No
reply was offered. Bud and Bill sat down, evidently to resume their
card-playing. The uneasy silence broke to a laugh, then to subdued voices,
and finally the clatter and hum began again. Dick led me outside, where we
were soon joined by Jim.
"He's holed up," suggested Dick.
"Shore. I don't take no stock in his hittin' the trail. He's layin' low."
"Let's look around a bit, anyhow."
Dick took me back to the cook's cabin and, bidding me remain inside, strode
away. I beard footsteps so soon after his departure that I made certain he
had returned, but the burly form which blocked the light in the cabin door
was not Dick's. I was astounded to recognize Buell.

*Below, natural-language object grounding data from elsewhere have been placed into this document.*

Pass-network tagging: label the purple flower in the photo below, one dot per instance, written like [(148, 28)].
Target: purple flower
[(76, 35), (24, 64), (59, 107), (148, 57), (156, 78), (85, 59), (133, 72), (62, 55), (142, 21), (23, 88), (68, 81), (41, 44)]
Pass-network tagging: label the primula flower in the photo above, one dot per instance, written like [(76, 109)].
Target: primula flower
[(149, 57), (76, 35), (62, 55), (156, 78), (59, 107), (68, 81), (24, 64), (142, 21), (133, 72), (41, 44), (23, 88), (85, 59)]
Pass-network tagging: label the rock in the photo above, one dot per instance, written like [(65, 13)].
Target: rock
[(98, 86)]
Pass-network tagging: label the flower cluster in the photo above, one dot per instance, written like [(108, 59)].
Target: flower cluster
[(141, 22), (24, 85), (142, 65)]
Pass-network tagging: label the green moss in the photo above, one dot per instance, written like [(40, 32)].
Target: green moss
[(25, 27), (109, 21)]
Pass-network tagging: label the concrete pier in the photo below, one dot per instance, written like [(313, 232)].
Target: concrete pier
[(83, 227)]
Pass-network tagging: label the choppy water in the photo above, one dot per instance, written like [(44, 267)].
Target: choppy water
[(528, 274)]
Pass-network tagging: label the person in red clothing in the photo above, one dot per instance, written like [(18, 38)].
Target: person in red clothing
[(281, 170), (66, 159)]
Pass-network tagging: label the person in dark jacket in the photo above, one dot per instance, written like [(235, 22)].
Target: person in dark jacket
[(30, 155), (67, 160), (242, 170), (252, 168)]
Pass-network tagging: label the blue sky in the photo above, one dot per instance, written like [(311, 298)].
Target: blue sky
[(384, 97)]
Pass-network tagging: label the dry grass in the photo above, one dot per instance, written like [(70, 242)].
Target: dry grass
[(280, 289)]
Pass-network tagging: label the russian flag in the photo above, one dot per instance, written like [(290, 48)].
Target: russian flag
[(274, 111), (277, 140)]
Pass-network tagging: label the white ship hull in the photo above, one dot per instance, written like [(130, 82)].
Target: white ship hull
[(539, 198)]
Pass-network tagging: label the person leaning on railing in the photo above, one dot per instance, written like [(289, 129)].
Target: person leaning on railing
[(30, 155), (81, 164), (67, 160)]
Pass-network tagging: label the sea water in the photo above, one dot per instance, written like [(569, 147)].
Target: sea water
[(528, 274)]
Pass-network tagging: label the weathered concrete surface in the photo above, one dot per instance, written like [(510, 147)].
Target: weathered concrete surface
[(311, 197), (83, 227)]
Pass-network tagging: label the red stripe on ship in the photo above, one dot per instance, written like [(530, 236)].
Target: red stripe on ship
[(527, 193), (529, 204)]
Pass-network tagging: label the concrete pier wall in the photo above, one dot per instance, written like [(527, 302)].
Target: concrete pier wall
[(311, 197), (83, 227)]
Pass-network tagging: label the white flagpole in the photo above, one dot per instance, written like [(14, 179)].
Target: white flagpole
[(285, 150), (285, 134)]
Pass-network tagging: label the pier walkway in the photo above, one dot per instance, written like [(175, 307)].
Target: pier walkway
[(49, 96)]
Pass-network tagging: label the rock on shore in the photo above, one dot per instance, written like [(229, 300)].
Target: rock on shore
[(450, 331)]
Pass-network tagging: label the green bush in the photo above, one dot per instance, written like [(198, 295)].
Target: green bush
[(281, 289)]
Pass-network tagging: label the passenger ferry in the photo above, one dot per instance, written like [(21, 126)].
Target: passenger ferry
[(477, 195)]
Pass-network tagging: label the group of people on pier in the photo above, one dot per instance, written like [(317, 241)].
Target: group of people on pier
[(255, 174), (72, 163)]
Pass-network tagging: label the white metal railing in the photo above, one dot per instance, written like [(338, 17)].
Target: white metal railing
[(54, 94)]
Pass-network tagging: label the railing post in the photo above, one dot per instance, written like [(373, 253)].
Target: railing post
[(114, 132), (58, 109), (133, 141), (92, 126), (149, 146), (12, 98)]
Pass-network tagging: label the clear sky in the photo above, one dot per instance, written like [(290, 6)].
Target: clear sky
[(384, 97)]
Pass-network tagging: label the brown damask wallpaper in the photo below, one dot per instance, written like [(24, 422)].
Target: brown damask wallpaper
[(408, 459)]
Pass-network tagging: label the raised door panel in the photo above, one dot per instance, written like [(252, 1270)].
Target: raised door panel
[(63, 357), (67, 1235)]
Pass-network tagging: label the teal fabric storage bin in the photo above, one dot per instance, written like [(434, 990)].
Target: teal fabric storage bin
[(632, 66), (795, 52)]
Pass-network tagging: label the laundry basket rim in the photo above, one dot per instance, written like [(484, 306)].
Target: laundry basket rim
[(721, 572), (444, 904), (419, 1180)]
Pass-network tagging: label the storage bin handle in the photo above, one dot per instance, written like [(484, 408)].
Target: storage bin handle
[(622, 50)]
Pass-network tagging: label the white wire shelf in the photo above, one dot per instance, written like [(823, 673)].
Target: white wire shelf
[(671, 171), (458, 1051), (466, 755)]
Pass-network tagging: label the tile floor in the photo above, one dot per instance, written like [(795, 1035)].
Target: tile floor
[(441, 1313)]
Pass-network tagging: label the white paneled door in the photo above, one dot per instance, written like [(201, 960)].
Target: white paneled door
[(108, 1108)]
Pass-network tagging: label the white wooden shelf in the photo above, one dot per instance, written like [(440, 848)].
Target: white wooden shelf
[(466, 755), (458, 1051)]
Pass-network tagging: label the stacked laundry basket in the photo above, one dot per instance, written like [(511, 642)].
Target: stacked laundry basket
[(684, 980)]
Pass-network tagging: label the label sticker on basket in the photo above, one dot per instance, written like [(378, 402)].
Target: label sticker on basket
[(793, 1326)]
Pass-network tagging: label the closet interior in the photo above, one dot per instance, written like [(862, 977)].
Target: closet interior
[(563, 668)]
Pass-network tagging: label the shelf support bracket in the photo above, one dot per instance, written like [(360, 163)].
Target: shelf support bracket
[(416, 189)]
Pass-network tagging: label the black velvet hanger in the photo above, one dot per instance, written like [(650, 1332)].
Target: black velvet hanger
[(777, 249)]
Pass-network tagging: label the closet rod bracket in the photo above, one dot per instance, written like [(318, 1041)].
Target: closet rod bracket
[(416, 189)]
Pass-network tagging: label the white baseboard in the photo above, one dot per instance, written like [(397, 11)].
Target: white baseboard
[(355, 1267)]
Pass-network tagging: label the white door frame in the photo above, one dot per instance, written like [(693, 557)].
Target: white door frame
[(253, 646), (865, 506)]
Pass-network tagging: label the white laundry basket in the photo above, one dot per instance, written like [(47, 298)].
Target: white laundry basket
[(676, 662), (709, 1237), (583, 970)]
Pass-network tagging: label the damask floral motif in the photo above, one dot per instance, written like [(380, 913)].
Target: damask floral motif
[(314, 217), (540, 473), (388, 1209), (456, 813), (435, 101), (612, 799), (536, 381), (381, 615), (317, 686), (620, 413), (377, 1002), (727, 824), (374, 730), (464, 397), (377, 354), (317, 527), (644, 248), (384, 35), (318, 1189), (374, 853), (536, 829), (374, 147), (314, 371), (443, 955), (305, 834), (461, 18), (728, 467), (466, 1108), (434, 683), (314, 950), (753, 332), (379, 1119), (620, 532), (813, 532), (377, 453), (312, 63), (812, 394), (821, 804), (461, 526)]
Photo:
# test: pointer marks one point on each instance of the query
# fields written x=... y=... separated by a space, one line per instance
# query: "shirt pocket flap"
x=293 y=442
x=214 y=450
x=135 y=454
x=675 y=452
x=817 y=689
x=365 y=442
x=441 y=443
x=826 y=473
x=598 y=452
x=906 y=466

"Hello!" he said, in his blustering voice. "Heard you had reached camp, an'
have been huntin' you up."
I greeted him pleasantly enough--more from surprise than from a desire to
mislead him. It seemed to me then that a child could have read Buell. He'd
an air of suppressed excitement; there was a glow on his face and a kind of
daring flash in his eyes. He seemed too eager, too glad to see me.
"I've got a good job for you," he went on, glibly. "jest what you want, an'
you're jest what I need. Come into my office an' help me. There'll be
plenty of outside work--measurin' lumber, markin' trees, an' such.